The St. Thomas More Society of Central Indiana hosted the Red Mass at Saints Peter and Paul Cathedral, just north of downtown Indianapolis. At the dinner following, the society honored Brooks with the Woman for All Season’s Award.
Indianapolis Archbishop Charles Thompson was the celebrant for the mass. He said the reason for the Red Mass was to give thanks for the legal professionals and he emphasized that he prayed for them always.
The celebration opened with Brooks and Nancy Gargula, U.S. Trustee for Indiana, leading the procession of judges down the aisle. Members of the judicial who attended the mass included Justices Geoffrey Slaughter and Mark Massa along retired Chief Justice Brent Dickson as well as Indiana Court of Appeals Judges Rudolph Pyle, Elizabeth Tavitas and Derek Molter. Southern Indiana District Court Judges James Sweeney and James Hanlon and Southern Indiana Bankruptcy Court Judge Robyn Moberly were also in attendance.
Afterward, the congregation walked across the street for dinner in Assembly Hall of the Archbishop Edward T. O’Meara Catholic Center. The crowd was smaller than in previous years, but after the COVID-19 pandemic forced last year’s dinner to be canceled, many seemed to be very happy to again be able to gather and enjoy the company of their friends and colleagues.
St. Thomas More Society president and Marion Superior Judge David Certo advised everyone to encourage and be kind to each other.
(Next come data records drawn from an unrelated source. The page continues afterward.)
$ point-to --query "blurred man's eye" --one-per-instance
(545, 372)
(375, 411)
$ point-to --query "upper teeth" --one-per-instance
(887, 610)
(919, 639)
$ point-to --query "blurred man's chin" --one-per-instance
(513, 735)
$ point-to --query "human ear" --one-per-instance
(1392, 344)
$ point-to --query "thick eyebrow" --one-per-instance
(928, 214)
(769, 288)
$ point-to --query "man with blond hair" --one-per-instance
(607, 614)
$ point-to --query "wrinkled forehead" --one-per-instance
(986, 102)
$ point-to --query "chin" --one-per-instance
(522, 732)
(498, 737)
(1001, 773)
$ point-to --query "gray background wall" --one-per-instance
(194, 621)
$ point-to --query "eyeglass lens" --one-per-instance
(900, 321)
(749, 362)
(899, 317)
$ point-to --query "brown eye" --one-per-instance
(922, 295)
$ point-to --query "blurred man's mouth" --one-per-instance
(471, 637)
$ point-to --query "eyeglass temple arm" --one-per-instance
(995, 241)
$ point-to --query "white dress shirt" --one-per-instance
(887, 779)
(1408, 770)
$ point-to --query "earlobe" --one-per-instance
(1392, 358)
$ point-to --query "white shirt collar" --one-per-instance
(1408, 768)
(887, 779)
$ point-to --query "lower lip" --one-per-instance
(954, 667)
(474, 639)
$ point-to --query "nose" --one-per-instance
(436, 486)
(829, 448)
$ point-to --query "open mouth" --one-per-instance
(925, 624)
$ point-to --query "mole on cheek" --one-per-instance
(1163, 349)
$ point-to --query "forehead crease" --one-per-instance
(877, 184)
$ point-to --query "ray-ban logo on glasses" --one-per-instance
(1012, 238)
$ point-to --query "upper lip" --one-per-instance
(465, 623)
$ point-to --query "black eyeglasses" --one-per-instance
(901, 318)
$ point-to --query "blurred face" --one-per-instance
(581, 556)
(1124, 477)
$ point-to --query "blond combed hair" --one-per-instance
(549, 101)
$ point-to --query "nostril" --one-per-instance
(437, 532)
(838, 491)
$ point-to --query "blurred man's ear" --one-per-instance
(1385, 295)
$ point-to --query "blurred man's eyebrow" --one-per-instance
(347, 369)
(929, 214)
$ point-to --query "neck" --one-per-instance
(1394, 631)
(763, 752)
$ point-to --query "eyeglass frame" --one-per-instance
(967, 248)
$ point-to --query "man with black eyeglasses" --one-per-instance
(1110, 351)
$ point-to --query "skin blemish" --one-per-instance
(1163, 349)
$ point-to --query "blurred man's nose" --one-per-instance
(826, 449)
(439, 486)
“I’m just thrilled tonight that we could all be here to celebrate it because my theory as Cub Scout leader is we’re all one quarter low on fun,” Certo said. “We ought to be having more of it, and we shouldn’t wait for the world to deliver it to us.”
Thompson called Brooks a “servant leader.”
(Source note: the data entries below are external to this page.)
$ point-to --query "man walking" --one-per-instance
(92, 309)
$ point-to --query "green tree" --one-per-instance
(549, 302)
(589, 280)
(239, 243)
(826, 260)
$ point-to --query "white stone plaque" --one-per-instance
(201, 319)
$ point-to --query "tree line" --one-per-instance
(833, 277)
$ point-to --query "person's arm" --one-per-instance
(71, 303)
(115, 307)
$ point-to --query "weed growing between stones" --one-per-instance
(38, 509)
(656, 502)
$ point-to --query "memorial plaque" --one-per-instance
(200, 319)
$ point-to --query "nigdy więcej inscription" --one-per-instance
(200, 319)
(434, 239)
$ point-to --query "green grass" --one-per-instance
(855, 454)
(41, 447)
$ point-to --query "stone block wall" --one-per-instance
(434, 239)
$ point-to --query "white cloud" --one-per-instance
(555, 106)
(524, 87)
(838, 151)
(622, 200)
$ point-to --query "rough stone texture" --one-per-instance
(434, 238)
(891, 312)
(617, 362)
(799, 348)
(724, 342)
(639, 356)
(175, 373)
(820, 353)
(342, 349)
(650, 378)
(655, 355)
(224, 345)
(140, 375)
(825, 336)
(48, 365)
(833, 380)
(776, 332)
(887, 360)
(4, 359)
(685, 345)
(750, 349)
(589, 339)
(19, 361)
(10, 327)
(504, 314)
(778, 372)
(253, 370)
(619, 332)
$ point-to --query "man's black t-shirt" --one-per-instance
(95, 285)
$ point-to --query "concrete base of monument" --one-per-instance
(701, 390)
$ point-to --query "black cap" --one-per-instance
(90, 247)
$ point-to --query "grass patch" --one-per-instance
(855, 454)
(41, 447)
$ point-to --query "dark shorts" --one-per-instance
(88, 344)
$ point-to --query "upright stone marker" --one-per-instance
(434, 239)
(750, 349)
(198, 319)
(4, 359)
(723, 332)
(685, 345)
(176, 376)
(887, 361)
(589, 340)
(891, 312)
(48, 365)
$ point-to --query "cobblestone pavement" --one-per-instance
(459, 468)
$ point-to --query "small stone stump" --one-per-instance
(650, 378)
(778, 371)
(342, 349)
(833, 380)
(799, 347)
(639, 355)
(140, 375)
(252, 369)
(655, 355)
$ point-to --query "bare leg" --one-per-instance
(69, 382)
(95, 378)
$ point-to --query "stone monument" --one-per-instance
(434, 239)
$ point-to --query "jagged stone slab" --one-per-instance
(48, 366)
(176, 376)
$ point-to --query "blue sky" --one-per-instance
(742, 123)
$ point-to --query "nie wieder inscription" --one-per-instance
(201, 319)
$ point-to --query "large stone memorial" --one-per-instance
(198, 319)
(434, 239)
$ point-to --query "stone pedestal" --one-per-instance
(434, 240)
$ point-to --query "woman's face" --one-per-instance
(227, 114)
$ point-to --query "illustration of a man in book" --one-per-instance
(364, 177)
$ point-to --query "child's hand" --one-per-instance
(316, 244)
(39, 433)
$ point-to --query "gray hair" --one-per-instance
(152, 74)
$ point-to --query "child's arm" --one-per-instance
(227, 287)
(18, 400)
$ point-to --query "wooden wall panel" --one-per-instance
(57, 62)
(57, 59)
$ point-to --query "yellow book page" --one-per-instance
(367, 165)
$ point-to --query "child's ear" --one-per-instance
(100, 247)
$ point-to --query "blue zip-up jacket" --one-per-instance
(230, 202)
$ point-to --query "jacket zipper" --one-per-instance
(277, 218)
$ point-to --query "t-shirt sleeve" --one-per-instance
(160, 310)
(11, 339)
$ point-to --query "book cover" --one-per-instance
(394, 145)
“I never doubted her integrity and that servant leadership, looking for the truth and being right there with what is right and just and holy,” he said.
A graduate of Indiana University Robert H. McKinney School of Law, Brooks served in Congress from 2013 through 2019. She was chair of the House Ethics Committee and co-chair of the Bipartisan Women’s Caucus.
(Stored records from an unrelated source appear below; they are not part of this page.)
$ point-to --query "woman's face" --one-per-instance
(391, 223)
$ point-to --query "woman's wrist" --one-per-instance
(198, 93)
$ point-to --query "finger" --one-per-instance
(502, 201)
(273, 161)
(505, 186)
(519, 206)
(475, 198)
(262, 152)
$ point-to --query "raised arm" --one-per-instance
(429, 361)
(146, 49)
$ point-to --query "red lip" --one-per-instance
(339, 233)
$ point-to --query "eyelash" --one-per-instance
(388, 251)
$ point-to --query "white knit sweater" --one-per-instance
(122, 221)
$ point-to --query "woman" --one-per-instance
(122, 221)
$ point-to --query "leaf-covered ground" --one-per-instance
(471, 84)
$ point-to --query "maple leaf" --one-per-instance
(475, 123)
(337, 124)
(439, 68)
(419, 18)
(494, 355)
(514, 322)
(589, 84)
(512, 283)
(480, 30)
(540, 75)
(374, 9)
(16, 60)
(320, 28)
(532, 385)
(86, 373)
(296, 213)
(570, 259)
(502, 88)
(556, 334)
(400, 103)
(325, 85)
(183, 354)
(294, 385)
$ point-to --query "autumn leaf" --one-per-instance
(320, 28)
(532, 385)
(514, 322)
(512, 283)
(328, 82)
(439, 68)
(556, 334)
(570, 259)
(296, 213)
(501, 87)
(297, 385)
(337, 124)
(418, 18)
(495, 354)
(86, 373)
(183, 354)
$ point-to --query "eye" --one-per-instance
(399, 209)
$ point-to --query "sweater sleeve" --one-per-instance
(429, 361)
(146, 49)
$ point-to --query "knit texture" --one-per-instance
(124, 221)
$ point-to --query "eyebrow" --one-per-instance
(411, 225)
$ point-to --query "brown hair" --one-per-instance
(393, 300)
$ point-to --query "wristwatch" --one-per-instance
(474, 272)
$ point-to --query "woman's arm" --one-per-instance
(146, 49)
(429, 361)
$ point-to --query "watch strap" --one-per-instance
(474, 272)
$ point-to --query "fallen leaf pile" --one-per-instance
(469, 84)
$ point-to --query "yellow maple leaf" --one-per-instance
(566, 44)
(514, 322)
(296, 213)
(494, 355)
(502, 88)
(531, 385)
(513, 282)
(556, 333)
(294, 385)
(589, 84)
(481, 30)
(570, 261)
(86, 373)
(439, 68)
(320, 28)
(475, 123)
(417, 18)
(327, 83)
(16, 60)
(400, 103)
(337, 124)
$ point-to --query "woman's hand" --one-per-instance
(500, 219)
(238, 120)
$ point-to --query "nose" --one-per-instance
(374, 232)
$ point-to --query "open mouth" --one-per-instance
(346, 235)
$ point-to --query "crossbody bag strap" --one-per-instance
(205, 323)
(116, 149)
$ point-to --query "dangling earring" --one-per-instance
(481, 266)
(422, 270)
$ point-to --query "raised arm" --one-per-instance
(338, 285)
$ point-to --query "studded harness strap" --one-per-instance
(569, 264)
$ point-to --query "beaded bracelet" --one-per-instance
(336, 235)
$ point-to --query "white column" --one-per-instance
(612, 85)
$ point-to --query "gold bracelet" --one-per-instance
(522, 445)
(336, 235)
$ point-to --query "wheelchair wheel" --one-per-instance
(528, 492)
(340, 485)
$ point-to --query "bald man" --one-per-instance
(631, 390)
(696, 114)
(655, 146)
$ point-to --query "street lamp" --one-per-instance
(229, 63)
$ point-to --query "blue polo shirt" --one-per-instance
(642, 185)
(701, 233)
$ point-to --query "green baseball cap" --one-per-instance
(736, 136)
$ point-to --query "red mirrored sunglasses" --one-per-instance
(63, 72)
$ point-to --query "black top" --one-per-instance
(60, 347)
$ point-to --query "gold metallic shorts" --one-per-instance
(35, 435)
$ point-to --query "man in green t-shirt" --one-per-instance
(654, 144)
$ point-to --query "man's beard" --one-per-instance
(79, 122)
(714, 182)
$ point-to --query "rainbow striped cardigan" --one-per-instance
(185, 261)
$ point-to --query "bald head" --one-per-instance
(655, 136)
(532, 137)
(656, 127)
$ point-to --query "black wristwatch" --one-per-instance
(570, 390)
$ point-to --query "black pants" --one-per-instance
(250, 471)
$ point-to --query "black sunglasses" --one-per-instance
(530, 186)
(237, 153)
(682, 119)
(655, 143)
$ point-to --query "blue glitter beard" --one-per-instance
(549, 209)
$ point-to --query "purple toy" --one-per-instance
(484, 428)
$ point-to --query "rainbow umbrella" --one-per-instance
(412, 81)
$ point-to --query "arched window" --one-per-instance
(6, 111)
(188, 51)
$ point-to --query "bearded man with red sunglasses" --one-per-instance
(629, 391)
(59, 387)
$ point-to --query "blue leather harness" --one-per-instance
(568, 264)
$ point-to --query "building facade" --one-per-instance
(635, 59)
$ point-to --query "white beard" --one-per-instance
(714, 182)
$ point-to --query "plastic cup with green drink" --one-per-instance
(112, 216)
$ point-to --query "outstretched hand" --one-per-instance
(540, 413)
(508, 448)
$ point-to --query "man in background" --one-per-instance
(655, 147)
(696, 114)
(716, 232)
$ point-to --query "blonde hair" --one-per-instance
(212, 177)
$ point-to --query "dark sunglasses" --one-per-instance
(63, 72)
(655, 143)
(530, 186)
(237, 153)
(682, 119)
Prior to joining Congress, Brooks served as deputy mayor in 1998 and 1999 in then-Indianapolis Mayor Stephen Goldsmith’s administration. In October 2001, she was confirmed as the U.S. Attorney for the Southern District of Indiana and served in that position for six years.
Brooks focused her remarks on the importance of civility and working with those who hold different political and personal beliefs.
She highlighted her collaboration with former Indiana Democratic Sen. Joe Donnelly on getting a mental health bill for law enforcement signed into law by President Barack Obama and her work with Indiana Democratic Rep. Andre Carson to get the bill which elevated the Kennedy King Memorial to be part of the U.S. Civil Rights network passed and signed into law by President Donald Trump. Also, she worked with Florida Democratic Rep. Lois Frankel and California Democratic Sen. Diane Feinstein as well as Maine Republican Sen. Susan Collins to get a bill passed protecting young Olympic athletes from sexual assault.
“We couldn’t have been more different in our voting records. But we saw a problem, we saw that we could come together,” Brooks said of her work on the athletes’ bill. “We focused on what we could agree on. We listened and pushed our staff to focus on that with their staffs and we got things done. So why I bring that up now is because your adversaries aren’t always your adversaries.”
Brooks said she believed her duty as an elected official was to get things done and to be a peacemaker. Whenever she held a public event to connect with her constituents in her district, she was often met with people who were angry at what she or the Congress or the president had done or not done. But, she said, she and her staff would be kind, patient and always listen.
“…Find a way to listen with compassion and with patience,” Brooks said. “I think you can find that common ground.”